Learning Through Play is a pedagogical approach where play is the valued mode of learning – where children can explore, experiment, discover, and solve problems in imaginative and playful ways.

Place-Based learning promotes learning that is local – the unique history, environment, culture, economy, literature and art of a particular place – the learners’ own place – school, neighbourhood, town or community.

Inquiry and project based learning is a process driven by children’s curiosity about the world around them. Within this approach, children investigate and respond to a worthy question, idea, problem or challenge within a local or global context that are real to them.

Environmental and Sustainable Learning is about thinking and acting in ways that will safeguard the future wellbeing of people and our planet.

Student agency allows learners to feel in control of things that happen around them, being more active in the learning process, and actively involved in the decisions about their learning, the environment and the people around them.

Deep Learning

Pedagogical practices:  Teachers need to know how to scaffold experiences and challenges, finely tune them to the needs and interests of students, and maximize learning through relevance, authenticity, and real-world connections.

Leveraging digitally allows students  to create and apply their solutions to real-world problems. The digital world gives them a mechanism to connect and collaborate locally and on a global scale.

Universal Design for Learning (UDL) is a framework that supports teachers to plan for and meet the diverse needs of all our children.

Learning environments provide spaces that offer flexibility for collaboration; quiet places for reflection and cognition; active areas for investigation, inquiry, and communication; and rich resources that are easily accessible.

Cultural Responsiveness is the ability to learn from and relate respectfully with people of our own culture as well as with people from other cultures.

Learning partnerships shift voice, control, and interactions as students and teachers become co-designers and co-learners connecting with parents, experts, and community.

A personalised approach in the classroom allows our children to have ownership of their learning. When children are involved in the whole learning process, they start to better understand how they learn best.
Wellbeing is often described as ‘feeling good and functioning well’. Wellbeing is a lens through which we evaluate decisions relating to curriculum, pedagogy, relationship management and policies and practices.

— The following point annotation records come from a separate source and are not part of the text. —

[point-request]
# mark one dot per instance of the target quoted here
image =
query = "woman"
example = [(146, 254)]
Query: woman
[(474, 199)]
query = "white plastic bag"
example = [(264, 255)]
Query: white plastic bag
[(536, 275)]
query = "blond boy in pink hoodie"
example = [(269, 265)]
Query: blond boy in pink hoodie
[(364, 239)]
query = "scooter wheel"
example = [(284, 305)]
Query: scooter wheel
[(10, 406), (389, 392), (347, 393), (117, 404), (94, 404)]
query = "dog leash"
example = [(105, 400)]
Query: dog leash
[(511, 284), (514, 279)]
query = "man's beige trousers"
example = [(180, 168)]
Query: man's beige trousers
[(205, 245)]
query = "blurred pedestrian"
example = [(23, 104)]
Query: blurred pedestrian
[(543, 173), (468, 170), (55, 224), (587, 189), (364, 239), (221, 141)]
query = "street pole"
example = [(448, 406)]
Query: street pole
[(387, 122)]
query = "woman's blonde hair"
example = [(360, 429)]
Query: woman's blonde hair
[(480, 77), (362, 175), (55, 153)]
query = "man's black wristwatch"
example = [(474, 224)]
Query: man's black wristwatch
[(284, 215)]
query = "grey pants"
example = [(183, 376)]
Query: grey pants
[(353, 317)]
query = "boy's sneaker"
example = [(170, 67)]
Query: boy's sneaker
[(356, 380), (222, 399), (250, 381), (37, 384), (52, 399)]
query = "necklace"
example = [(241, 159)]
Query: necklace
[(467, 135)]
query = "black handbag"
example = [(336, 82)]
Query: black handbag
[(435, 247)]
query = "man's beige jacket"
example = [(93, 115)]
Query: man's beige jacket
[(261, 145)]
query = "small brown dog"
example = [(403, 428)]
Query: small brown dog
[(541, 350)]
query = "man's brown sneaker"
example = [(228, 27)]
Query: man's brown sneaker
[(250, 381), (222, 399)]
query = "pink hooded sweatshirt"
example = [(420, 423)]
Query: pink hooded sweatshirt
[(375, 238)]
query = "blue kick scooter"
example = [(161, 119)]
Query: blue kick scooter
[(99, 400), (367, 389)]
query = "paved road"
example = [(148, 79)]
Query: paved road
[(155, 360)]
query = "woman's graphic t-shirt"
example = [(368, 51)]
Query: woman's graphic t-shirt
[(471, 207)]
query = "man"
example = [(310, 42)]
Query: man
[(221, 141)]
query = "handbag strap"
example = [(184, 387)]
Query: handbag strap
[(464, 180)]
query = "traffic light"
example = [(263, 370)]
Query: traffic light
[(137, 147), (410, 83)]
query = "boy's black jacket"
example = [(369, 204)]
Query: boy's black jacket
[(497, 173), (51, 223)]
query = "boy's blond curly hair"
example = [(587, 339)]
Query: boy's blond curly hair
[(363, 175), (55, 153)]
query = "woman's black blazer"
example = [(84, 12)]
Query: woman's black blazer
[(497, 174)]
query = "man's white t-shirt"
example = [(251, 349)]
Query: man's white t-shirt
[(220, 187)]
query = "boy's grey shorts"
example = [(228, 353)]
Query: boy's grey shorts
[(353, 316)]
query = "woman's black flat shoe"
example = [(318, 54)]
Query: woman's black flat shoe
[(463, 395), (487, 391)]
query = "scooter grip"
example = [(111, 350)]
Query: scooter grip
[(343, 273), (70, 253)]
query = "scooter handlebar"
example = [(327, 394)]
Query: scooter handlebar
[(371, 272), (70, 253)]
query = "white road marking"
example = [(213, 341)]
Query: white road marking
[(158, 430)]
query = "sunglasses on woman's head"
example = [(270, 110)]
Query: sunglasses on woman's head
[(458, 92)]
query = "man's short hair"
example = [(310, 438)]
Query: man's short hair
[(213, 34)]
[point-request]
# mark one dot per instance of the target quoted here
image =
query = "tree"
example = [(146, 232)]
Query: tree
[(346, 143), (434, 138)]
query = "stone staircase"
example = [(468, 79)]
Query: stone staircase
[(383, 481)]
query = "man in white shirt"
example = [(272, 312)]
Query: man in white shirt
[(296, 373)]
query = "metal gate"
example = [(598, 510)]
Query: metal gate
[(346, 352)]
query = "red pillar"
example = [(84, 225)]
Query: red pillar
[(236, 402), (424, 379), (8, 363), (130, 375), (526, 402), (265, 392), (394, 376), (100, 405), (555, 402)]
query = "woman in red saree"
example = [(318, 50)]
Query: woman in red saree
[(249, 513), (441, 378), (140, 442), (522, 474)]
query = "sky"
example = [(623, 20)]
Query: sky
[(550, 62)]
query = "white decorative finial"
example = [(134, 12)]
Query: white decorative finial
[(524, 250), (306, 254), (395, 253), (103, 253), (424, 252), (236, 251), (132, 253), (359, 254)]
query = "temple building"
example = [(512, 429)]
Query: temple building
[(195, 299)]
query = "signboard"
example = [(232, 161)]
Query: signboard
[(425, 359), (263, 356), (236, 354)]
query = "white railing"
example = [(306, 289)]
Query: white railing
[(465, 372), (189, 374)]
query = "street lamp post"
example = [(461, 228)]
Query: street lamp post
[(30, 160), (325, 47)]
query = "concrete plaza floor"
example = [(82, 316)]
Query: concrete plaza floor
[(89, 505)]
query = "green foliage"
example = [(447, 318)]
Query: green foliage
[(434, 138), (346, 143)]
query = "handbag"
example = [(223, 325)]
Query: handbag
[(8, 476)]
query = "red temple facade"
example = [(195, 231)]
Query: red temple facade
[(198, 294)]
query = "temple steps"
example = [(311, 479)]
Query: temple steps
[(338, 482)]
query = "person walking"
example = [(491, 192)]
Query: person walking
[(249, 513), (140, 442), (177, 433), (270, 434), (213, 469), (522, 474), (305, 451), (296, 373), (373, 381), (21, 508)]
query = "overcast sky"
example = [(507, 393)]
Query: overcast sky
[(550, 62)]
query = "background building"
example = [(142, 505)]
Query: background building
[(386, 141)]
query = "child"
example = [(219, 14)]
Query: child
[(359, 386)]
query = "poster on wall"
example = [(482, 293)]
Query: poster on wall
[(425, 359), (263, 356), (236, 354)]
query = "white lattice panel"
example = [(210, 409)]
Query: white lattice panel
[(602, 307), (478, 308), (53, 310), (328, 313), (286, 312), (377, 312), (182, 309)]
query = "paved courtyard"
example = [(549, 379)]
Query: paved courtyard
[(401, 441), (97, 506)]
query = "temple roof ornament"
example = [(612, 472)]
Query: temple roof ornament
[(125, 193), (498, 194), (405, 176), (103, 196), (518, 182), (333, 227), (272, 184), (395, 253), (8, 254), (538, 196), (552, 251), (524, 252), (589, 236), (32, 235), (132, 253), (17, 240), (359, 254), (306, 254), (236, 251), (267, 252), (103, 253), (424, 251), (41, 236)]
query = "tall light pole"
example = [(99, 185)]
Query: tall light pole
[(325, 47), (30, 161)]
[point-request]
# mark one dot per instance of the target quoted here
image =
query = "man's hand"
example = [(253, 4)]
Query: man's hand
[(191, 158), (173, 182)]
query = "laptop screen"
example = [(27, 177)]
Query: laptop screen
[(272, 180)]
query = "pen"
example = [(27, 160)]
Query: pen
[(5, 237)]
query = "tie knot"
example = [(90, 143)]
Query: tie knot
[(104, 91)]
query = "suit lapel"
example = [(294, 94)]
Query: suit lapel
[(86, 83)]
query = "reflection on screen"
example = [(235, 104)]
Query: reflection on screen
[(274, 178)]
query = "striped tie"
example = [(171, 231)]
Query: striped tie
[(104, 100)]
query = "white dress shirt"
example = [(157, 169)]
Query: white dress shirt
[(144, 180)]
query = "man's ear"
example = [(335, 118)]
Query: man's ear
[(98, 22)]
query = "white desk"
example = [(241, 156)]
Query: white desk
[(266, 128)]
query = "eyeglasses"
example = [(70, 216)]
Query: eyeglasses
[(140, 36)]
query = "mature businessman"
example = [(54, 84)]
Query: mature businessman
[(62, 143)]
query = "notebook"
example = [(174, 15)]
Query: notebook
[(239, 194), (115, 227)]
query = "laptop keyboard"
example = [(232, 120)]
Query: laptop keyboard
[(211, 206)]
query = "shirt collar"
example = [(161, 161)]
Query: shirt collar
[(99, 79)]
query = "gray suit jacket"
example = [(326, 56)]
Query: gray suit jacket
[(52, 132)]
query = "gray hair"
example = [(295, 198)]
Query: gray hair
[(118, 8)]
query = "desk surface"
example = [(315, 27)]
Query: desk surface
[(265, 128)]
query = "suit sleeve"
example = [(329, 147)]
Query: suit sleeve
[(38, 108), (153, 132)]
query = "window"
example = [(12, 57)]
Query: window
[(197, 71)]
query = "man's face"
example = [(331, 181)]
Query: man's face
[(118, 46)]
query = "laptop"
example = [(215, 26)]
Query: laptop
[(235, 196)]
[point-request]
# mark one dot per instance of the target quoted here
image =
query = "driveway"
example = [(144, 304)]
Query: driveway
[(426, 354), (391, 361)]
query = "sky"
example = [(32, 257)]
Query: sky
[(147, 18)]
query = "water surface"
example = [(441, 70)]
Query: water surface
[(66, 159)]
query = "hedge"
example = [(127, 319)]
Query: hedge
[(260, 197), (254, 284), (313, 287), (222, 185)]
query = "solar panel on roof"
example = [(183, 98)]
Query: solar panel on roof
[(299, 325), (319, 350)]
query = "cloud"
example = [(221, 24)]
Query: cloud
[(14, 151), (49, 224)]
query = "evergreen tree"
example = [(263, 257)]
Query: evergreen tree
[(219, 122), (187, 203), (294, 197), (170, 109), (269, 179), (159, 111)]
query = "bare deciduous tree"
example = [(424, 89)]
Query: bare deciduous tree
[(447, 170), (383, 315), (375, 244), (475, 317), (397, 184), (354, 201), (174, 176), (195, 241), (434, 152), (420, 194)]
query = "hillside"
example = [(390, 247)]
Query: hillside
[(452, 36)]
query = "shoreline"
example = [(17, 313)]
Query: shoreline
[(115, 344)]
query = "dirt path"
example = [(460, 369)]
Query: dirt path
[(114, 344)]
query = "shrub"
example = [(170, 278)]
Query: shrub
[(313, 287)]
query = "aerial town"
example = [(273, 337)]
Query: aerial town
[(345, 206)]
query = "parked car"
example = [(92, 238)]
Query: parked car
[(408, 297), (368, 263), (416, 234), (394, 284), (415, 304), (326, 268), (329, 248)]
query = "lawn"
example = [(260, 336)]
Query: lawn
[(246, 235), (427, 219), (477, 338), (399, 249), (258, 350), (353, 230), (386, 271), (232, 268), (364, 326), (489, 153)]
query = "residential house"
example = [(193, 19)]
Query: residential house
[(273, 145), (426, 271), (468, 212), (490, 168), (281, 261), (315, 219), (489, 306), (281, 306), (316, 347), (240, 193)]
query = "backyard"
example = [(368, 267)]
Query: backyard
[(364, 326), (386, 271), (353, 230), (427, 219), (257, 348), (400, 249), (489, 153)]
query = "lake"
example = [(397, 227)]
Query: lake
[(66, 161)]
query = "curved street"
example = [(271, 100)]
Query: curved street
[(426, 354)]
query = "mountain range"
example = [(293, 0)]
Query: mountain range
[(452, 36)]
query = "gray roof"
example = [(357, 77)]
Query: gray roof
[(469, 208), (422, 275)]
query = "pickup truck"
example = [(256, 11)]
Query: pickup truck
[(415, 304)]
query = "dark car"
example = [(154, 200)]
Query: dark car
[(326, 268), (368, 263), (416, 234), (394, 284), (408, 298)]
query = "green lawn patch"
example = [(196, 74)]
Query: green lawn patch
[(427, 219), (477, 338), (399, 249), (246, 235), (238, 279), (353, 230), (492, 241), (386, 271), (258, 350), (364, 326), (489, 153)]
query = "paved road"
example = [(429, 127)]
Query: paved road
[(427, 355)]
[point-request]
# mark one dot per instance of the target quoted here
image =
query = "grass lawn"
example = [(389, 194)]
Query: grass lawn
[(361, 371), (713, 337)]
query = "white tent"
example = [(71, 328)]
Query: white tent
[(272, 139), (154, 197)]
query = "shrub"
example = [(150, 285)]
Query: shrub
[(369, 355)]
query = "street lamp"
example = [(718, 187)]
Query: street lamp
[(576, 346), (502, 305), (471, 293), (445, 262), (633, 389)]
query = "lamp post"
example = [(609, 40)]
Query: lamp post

Foundational literacy needs rich learning experiences combined with explicit phonological awareness teaching that is connected and relevant. Students are learning to make meaning of ideas or information they receive (listening, reading, viewing) and creating meaning for themselves or others (speaking, writing, presenting)

Foundational Mathematics develop students’ ability to think creatively, critically, strategically, and logically. They learn to structure and to organise, to carry out procedures flexibly and accurately, to process and communicate information, and to enjoy intellectual challenge. They explore mathematical concepts through investigating, interpreting, explaining and making sense of the world in which they live in.